- Totem: Turtle
- Owner: Cradle of Liberty Council
- Headquarters: Philadelphia, Pennsylvania
- Location: Philadelphia and surrounding counties
- Country: United States
- Founded: 1915 (with mergers in 1915 and 1996)
- Lodge Chief: Matthew Rouleau
- Lodge Adviser: Todge Sutkowski
- Staff Adviser: John Bickel
- Website unamilodge.org

= Unami Lodge =

Boy Scouts of America lodge in Pennsylvania

Unami Lodge, One is the Order of the Arrow (OA) lodge of the Cradle of Liberty Council, Boy Scouts of America (BSA) and the founding Lodge of the OA, having celebrated its centennial in 2015. The current Unami Lodge resulted from the 1996 merger of Unami Lodge 1 and Delmont Lodge 43, caused by the merger of Philadelphia Council and Valley Forge Council. The chiefs of each lodge agreed to preserve Unami's rich history and traditions by retaining the founding lodge's name and number. Delmont Lodge's history, including its roster of Vigil Honor, Founder's Award, and David Fortunato Outstanding Service Award recipients, is preserved as part of Unami Lodge's history. The lodge's totem is the turtle, reflecting both the name of the animal (unami) in the Delaware language, but also its association with its peoples.

==History==
The Order of the Arrow was founded in 1915 at a Scout summer camp on Treasure Island, on the Delaware River near Philadelphia. The two men principally responsible for its creation were camp director E. Urner Goodman and his assistant Carroll A. Edson.

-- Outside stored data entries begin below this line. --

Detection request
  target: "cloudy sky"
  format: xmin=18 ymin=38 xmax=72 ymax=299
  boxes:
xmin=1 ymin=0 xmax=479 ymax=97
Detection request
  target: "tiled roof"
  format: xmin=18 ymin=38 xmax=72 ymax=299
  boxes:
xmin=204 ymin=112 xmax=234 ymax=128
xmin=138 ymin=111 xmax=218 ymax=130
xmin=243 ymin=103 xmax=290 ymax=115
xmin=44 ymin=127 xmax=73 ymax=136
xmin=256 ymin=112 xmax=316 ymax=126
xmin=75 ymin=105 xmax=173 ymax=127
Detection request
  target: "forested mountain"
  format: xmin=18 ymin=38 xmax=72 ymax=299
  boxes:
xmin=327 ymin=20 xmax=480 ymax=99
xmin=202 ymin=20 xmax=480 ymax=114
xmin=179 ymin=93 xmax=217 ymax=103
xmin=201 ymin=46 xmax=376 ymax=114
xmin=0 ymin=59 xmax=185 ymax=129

Goodman and Edson were looking for ways to improve the camp and to keep the older boys coming back. They looked at several sources in creating their new 'camp fraternity', including:
- Edward Cave's Boy's Camp Book (1914) for the concept of a camp society that would perpetuate camp traditions.
- College fraternities for the concepts of Brotherhood and rituals, and the idea of new members pledging themselves to the new organization.
- Ernest Thompson Seton's Woodcraft Indians In fact, the true name of the Order means Brotherhood of Cheerful Service in the Lenape language.
- Brotherhood of Andrew and Philip, a Presbyterian church youth group with which Goodman had been involved as a young man.
- Freemasonry and its traditions and rituals probably contributed more to the basic structure of the rituals than any other organization. In an interview with Carroll Edson during his later years, he recalled that the task of writing the first rituals of the Order of the Arrow was assigned to an early member who was "a 32nd degree Mason." Familiar terms such as "lodge" and "obligation," were borrowed from Masonic practice, as were some ceremonial practices. Even the early national meeting was called a "Grand Lodge," thought to be a Masonic reference. Goodman became a Mason only after the OA was established.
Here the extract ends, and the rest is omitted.